Global digital music sales are on target to hit the $8.6 billion / £5 billion milestone for the first time in 2012, while online streaming revenues will take over as the fastest-growing area for the music business, according to a new report from Strategy Analytics. The research concern estimates that streaming revenues will jump 40% to $1.2 billion in its Global Recorded Music forecast. This is in stark contract to the $4.3 billion in download revenues expected this year following an anticipated 8.5% hike from 2011, but still represents a significant increase.
Streaming revs, encompassing ad-supported sites and subscription services, are projected to generate an extra $342.3 million in 2012 over 2011, compared to $333.7 million in additional download revenue. This forecast is especially significant as many in the biz doubted streaming would ever be a commercially viable model, and such hesitancy has been an obstacle to its adoption and profitability.
“Although downloads still account for nearly 80% of online music revenues, this market is maturing, and spending is flattening in all key territories,” said Ed Barton, director of digital media at Strategy Analytics. “Streaming services such as Spotify and Deezer will be the key growth drivers over the next five years as usage and spending grow rapidly.”
Overall digital music sales, including through mobile devices, will rise nearly 18% in 2012 to $9.5 billion.
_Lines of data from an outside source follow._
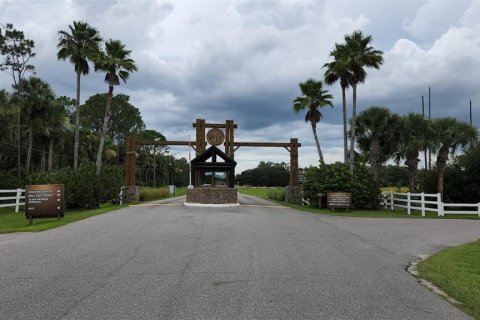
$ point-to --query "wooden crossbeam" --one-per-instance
(264, 144)
(165, 143)
(215, 125)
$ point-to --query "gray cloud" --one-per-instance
(243, 60)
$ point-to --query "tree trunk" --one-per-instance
(50, 154)
(77, 125)
(320, 155)
(375, 162)
(106, 118)
(412, 165)
(354, 123)
(43, 159)
(441, 164)
(345, 139)
(29, 151)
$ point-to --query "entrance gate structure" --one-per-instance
(219, 133)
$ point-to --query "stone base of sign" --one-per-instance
(293, 194)
(212, 195)
(129, 194)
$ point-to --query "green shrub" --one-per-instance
(277, 194)
(336, 177)
(82, 188)
(148, 194)
(8, 180)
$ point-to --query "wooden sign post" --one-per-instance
(339, 200)
(44, 201)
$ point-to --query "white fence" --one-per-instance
(19, 195)
(427, 202)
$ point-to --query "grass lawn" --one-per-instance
(380, 213)
(257, 192)
(16, 222)
(456, 271)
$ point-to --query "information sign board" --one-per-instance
(339, 200)
(44, 201)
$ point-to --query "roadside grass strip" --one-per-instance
(263, 206)
(379, 213)
(154, 204)
(10, 221)
(456, 271)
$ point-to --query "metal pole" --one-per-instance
(470, 111)
(425, 151)
(154, 166)
(189, 166)
(429, 117)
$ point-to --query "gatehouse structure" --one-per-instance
(213, 180)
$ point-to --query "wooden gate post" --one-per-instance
(200, 137)
(294, 162)
(130, 161)
(229, 138)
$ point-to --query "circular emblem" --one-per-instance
(215, 136)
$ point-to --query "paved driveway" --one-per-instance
(256, 261)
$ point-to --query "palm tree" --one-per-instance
(415, 133)
(357, 55)
(38, 97)
(377, 136)
(313, 98)
(117, 64)
(79, 46)
(336, 71)
(449, 134)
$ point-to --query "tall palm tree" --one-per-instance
(415, 133)
(377, 136)
(448, 135)
(358, 55)
(37, 98)
(79, 46)
(117, 64)
(336, 71)
(313, 98)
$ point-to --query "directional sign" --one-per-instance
(44, 201)
(339, 200)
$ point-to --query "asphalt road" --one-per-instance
(257, 261)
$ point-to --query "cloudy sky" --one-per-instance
(243, 60)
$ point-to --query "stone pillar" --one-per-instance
(293, 194)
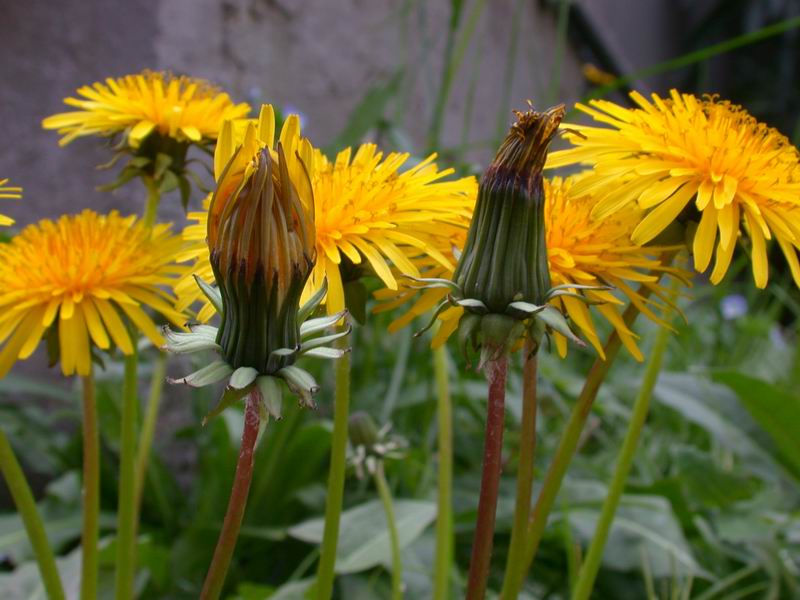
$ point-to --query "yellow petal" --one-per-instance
(704, 238)
(663, 215)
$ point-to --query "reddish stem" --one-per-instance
(490, 480)
(226, 544)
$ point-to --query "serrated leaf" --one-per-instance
(364, 537)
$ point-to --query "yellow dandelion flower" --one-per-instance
(366, 207)
(85, 280)
(182, 108)
(7, 191)
(669, 152)
(580, 251)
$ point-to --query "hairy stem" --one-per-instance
(567, 446)
(126, 510)
(149, 427)
(522, 507)
(443, 563)
(223, 553)
(490, 480)
(26, 506)
(333, 504)
(394, 539)
(641, 407)
(91, 490)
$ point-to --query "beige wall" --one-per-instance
(319, 56)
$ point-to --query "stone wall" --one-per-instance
(317, 56)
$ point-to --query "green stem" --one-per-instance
(391, 523)
(490, 480)
(333, 505)
(91, 490)
(126, 509)
(568, 444)
(26, 506)
(149, 427)
(152, 202)
(223, 553)
(443, 564)
(522, 507)
(591, 565)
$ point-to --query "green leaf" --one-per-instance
(700, 402)
(364, 537)
(777, 411)
(367, 114)
(28, 386)
(642, 524)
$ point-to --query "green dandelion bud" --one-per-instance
(505, 258)
(502, 280)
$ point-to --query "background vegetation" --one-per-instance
(712, 509)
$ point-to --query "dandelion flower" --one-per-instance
(262, 249)
(366, 207)
(581, 251)
(84, 281)
(182, 108)
(7, 191)
(704, 159)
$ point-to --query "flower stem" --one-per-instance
(126, 511)
(522, 507)
(567, 446)
(91, 490)
(335, 497)
(394, 539)
(226, 543)
(443, 564)
(26, 506)
(149, 428)
(641, 407)
(152, 202)
(490, 480)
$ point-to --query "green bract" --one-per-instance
(502, 280)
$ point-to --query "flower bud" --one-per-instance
(261, 240)
(505, 256)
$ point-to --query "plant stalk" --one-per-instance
(527, 450)
(333, 504)
(391, 523)
(31, 519)
(215, 578)
(490, 480)
(148, 431)
(567, 446)
(126, 509)
(90, 491)
(641, 407)
(443, 563)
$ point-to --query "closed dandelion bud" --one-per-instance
(261, 246)
(370, 445)
(261, 240)
(505, 257)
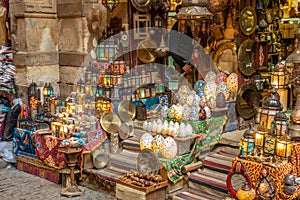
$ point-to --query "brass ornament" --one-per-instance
(110, 122)
(248, 20)
(219, 51)
(244, 57)
(126, 111)
(247, 101)
(146, 51)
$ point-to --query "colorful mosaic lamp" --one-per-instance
(284, 147)
(247, 142)
(280, 124)
(260, 135)
(270, 107)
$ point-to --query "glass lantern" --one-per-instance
(280, 123)
(247, 142)
(284, 147)
(260, 135)
(270, 144)
(270, 107)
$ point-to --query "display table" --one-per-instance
(276, 172)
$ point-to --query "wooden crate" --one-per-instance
(127, 191)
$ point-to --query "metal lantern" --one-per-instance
(247, 141)
(280, 124)
(270, 107)
(284, 147)
(110, 4)
(260, 135)
(32, 89)
(278, 78)
(157, 21)
(270, 144)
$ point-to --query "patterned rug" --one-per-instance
(119, 165)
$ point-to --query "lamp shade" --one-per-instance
(270, 107)
(284, 147)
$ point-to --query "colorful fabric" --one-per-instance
(95, 139)
(23, 142)
(2, 120)
(37, 167)
(209, 134)
(47, 151)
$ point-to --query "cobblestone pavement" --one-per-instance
(18, 185)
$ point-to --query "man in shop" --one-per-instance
(181, 49)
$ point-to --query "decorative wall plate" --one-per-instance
(237, 177)
(220, 49)
(248, 20)
(245, 57)
(126, 111)
(247, 101)
(146, 51)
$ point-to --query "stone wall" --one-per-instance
(53, 41)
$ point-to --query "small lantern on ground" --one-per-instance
(270, 144)
(260, 135)
(280, 123)
(247, 141)
(284, 147)
(270, 107)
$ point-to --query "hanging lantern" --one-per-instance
(110, 4)
(270, 107)
(280, 124)
(284, 147)
(247, 142)
(260, 135)
(157, 21)
(278, 77)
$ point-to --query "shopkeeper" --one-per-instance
(181, 48)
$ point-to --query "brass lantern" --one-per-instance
(279, 80)
(280, 124)
(284, 147)
(247, 142)
(270, 107)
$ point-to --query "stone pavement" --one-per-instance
(18, 185)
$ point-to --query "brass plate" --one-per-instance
(246, 63)
(247, 101)
(248, 20)
(126, 111)
(110, 122)
(146, 51)
(220, 49)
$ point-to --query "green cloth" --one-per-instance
(209, 134)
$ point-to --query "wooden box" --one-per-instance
(127, 191)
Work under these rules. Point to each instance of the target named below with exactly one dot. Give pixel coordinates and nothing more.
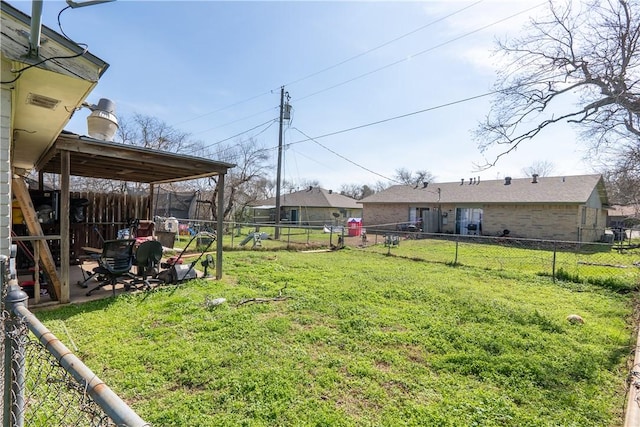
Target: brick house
(571, 208)
(312, 206)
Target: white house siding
(384, 215)
(5, 163)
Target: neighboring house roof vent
(42, 101)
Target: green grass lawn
(360, 339)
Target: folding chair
(115, 263)
(147, 262)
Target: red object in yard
(355, 226)
(28, 286)
(172, 260)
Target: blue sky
(214, 69)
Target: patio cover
(109, 160)
(77, 155)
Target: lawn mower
(176, 271)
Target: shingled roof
(558, 189)
(313, 197)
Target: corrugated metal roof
(558, 189)
(315, 197)
(109, 160)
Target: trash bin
(355, 226)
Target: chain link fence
(612, 265)
(42, 382)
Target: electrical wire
(413, 113)
(410, 57)
(331, 66)
(270, 122)
(383, 44)
(385, 66)
(53, 58)
(235, 121)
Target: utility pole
(283, 109)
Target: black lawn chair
(147, 262)
(115, 263)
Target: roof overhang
(93, 158)
(46, 89)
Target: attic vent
(42, 101)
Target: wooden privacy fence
(103, 215)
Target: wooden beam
(219, 226)
(64, 226)
(21, 192)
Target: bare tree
(623, 181)
(244, 183)
(356, 191)
(588, 57)
(150, 132)
(540, 168)
(407, 177)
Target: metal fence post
(14, 358)
(553, 265)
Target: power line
(344, 158)
(270, 122)
(410, 57)
(413, 113)
(383, 44)
(224, 108)
(329, 67)
(234, 121)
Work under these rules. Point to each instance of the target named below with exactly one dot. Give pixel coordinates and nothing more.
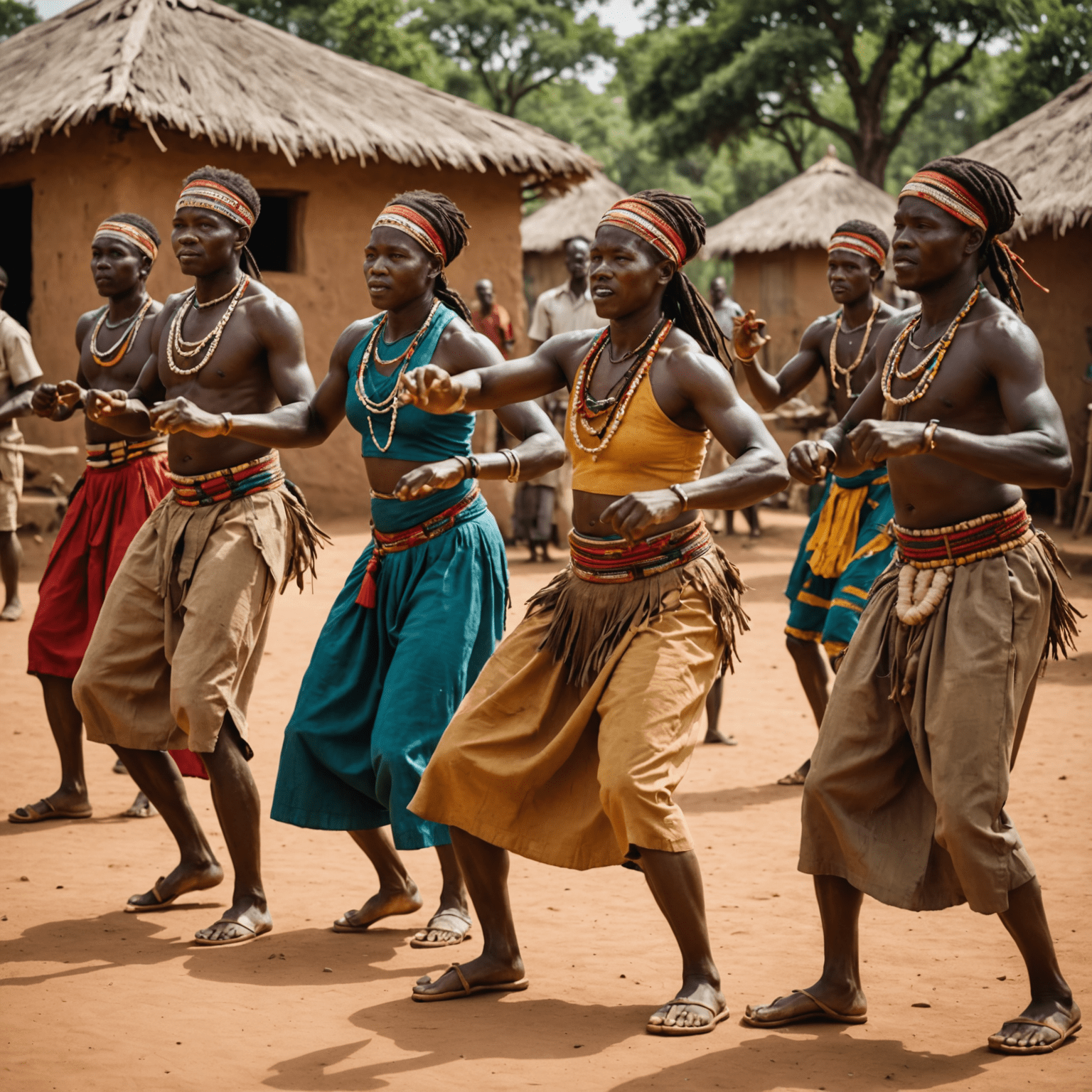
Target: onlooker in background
(493, 320)
(18, 375)
(569, 306)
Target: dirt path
(97, 1000)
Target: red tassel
(366, 597)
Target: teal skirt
(383, 682)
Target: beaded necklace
(619, 411)
(835, 368)
(177, 344)
(389, 405)
(109, 358)
(929, 365)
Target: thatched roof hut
(544, 232)
(110, 104)
(778, 247)
(1049, 156)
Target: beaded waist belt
(102, 456)
(259, 475)
(985, 536)
(615, 562)
(399, 541)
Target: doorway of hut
(16, 254)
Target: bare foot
(383, 904)
(449, 925)
(248, 918)
(480, 972)
(678, 1014)
(183, 879)
(141, 808)
(821, 1002)
(1018, 1037)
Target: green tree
(515, 47)
(861, 70)
(16, 16)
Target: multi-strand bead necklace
(835, 368)
(390, 405)
(587, 409)
(109, 358)
(929, 365)
(176, 346)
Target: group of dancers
(417, 724)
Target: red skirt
(106, 513)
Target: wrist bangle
(929, 436)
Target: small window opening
(277, 242)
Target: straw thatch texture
(803, 212)
(578, 212)
(1049, 155)
(202, 69)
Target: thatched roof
(578, 212)
(202, 69)
(803, 212)
(1049, 155)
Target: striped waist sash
(399, 541)
(616, 562)
(982, 537)
(259, 475)
(102, 456)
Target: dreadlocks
(992, 208)
(680, 236)
(450, 225)
(245, 191)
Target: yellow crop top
(649, 451)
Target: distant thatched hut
(1049, 155)
(110, 104)
(778, 247)
(544, 232)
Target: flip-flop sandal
(136, 908)
(255, 934)
(825, 1012)
(442, 943)
(698, 1029)
(995, 1043)
(485, 987)
(28, 815)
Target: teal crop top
(419, 437)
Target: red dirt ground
(97, 1000)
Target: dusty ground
(97, 1000)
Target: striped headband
(641, 218)
(414, 225)
(861, 244)
(205, 193)
(947, 195)
(130, 232)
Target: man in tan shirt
(18, 375)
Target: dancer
(569, 747)
(124, 481)
(845, 547)
(906, 798)
(424, 606)
(179, 639)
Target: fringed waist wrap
(611, 587)
(103, 456)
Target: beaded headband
(130, 232)
(641, 218)
(948, 195)
(414, 225)
(205, 193)
(860, 244)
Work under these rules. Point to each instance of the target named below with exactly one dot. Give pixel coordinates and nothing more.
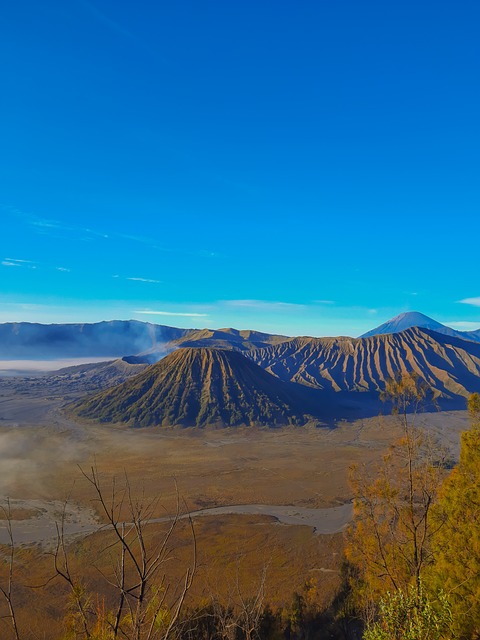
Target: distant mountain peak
(407, 320)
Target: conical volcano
(199, 387)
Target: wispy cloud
(475, 302)
(263, 305)
(15, 262)
(21, 261)
(464, 325)
(148, 312)
(145, 280)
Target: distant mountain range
(211, 377)
(25, 340)
(415, 319)
(200, 387)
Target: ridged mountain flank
(449, 365)
(199, 387)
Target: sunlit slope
(199, 387)
(450, 365)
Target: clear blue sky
(300, 167)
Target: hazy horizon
(297, 168)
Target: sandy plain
(276, 496)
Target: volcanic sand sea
(259, 496)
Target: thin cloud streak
(475, 302)
(171, 313)
(145, 280)
(466, 325)
(264, 305)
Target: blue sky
(295, 167)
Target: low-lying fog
(34, 367)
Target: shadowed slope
(451, 366)
(199, 387)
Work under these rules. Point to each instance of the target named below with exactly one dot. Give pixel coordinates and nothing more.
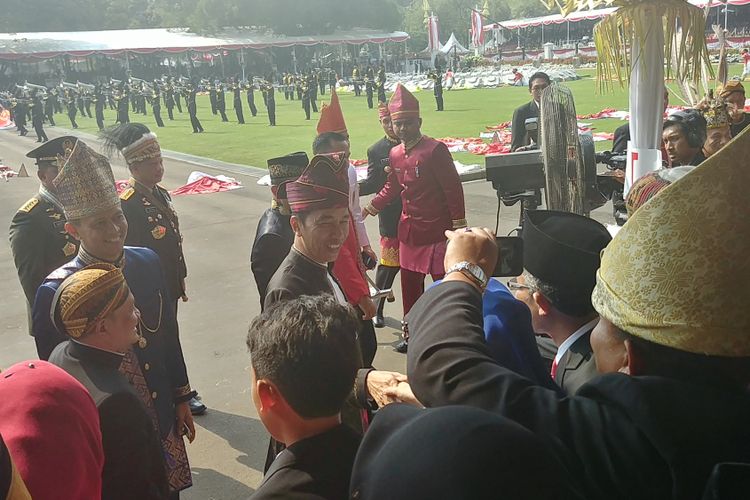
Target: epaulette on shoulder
(29, 205)
(125, 195)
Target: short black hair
(539, 75)
(574, 303)
(692, 124)
(323, 141)
(308, 348)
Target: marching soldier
(237, 102)
(312, 84)
(177, 97)
(152, 219)
(378, 168)
(369, 90)
(270, 99)
(38, 238)
(299, 81)
(37, 118)
(156, 105)
(221, 104)
(192, 108)
(306, 99)
(381, 84)
(250, 89)
(274, 236)
(321, 81)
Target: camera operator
(679, 404)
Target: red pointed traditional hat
(403, 104)
(323, 184)
(331, 117)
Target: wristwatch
(471, 271)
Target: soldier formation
(134, 96)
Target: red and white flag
(433, 38)
(477, 28)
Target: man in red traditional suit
(423, 174)
(348, 269)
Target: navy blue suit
(161, 360)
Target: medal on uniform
(69, 249)
(158, 232)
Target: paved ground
(227, 456)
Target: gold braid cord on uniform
(677, 273)
(89, 295)
(145, 148)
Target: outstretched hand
(475, 245)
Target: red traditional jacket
(349, 270)
(430, 189)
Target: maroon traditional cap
(323, 184)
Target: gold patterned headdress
(85, 185)
(677, 273)
(145, 148)
(87, 296)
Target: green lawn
(467, 113)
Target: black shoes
(196, 407)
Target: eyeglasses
(514, 285)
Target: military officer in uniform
(377, 172)
(91, 305)
(381, 84)
(561, 254)
(437, 77)
(152, 219)
(155, 366)
(274, 236)
(38, 238)
(237, 102)
(250, 89)
(270, 98)
(425, 178)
This means digital music will increase its share of global recorded music spending to 39% in 2012. Physical music sales still dominate with a 61% share of the global market despite continued declines. The U.S. and Sweden will see digital sales surpass physical sales this year, following South Korea, where this has been the case for over five years, with Strategy Analytics forecasting that digital spending will overtake physical purchases globally in 2015.
Overall worldwide revenues from music sales are estimated to fall 2.6% from $23 billion in 2011 to $22.4 billion in 2012.